Who are our House Saints?
All Saints' Day (1 November) is a good opportunity to share a little of the history of the saints whose names have been used in the House system at St Gabriel's since it was founded, in Mill Hill in London, by nuns in 1929.
St Aidan was an Irish monk and missionary credited with restoring Christianity to Northumbria. He founded a monastic cathedral on the island of Lindisfarne, known as Lindisfarne Priory, served as its first bishop, and travelled ceaselessly throughout the countryside, spreading the gospel to both the Anglo-Saxon nobility and to the socially disenfranchised (including children and slaves). He founded a school on Lindisfarne for the training of ministers, among whom were Chad (first bishop of Lichfield) and his brother Cedd (who converted the East Saxons). The Anglo-Saxon historian and theologian, Bede, praised Aidan for his learning, charity, and simplicity of life. St Aidan died on 31 August 651.
St Aidan’s Feast Day: 31 August
Alban lived during the third century in the Roman city of Verulamium (modern day St Albans). One day he gave shelter to a Christian priest fleeing from persecution and was so moved by the priest’s faith and courage that he asked to be taught more about Christianity, which was a forbidden religion. When the authorities came to arrest the fugitive priest, Alban, inspired by his new-found faith, exchanged clothes with the priest allowing him to escape. The Roman soldiers instead arrested Alban and brought him before the city magistrate.
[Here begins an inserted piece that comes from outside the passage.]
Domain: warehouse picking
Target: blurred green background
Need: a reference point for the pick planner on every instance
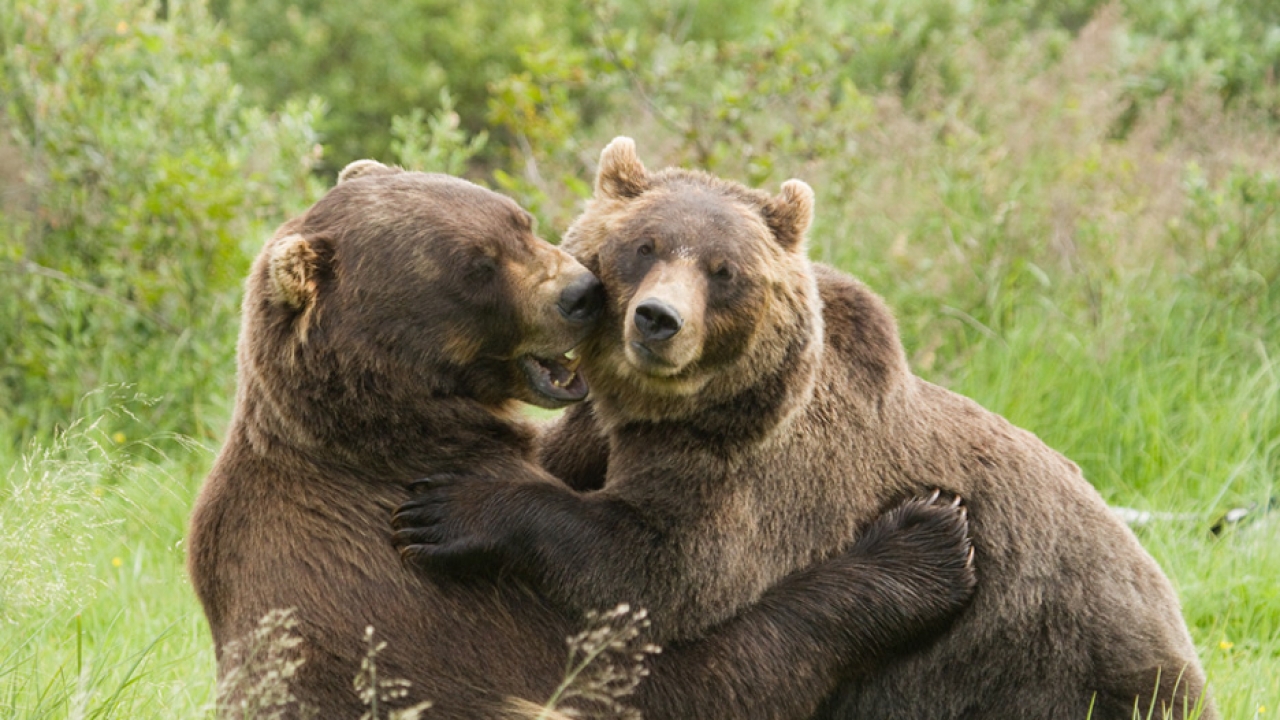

Alban refused to sacrifice to the Roman gods and declared: ‘I am Alban and I worship and adore the true and living God, who created all things’. The magistrate ordered that Alban should receive the punishment due to the priest. He was taken out of the town to the site of execution where he was beheaded.
The historian Bede reports that miraculous signs accompanied Alban's martyrdom—a river Alban crossed dried up, and when he asked for water, a spring "bubbled up at his feet." Upon seeing this, his appointed executioner converted to Christianity and refused to kill the saint; his replacement, moreover, "was not permitted to boast of his deed, for as the martyr's head fell, the executioner's eyes dropped out on the ground." Alban is honoured as the first British martyr, and his grave became a place of pilgrimage.
St Alban’s Feast Day: 22 June
St Bede, also known as the Venerable Bede, is widely regarded as the greatest of all the Anglo-Saxon scholars. He wrote around 40 books mainly dealing with theology and history. Bede was probably born in Monkton, Durham, but nothing is known of his family background. At the age of 7 he was sent to the monastery at Wearmouth. In 682 AD, Bede moved to the monastery at Jarrow, where he spent the rest of his life. By the age of 19 he had become a deacon and was promoted to priest at 30.
His scholarship covered a huge range of subjects, including commentaries on the bible, observations of nature, music and poetry. His most famous work, which is a key source for the understanding of early British history and the arrival of Christianity, is 'Historia Ecclesiastica Gentis Anglorum' or 'The Ecclesiastical History of the English People', which was completed in 731 AD. It is the first work of history in which the AD system of dating is used and gained him the title ‘The Father of English History’. Bede was one of the greatest teachers and writers of the early Middle Ages and is considered by many historians to be the single most important scholar of antiquity for the period. Bede died in his cell at the monastery in May 735 AD.
St Bede’s Feast Day: 25 May
St Chad, also called Ceadda, was the youngest of four brothers, who all became eminent priests. With his brother St Cedd, he was educated at the abbey of Lindisfarne on Holy Island (off the coast of Northumbria) under its founder, Abbot St Aidan. Chad is credited with the Christianisation of the ancient English kingdom of Mercia. He was the first Bishop of Lichfield and is said to have founded two monasteries. Chad died from a plague on 2 March 672 and numerous miracles were reported to have taken place at his tomb. His relics, originally in the Cathedral of Lichfield, were saved by Roman Catholics during the Reformation and transferred to St Chad’s Cathedral, Birmingham.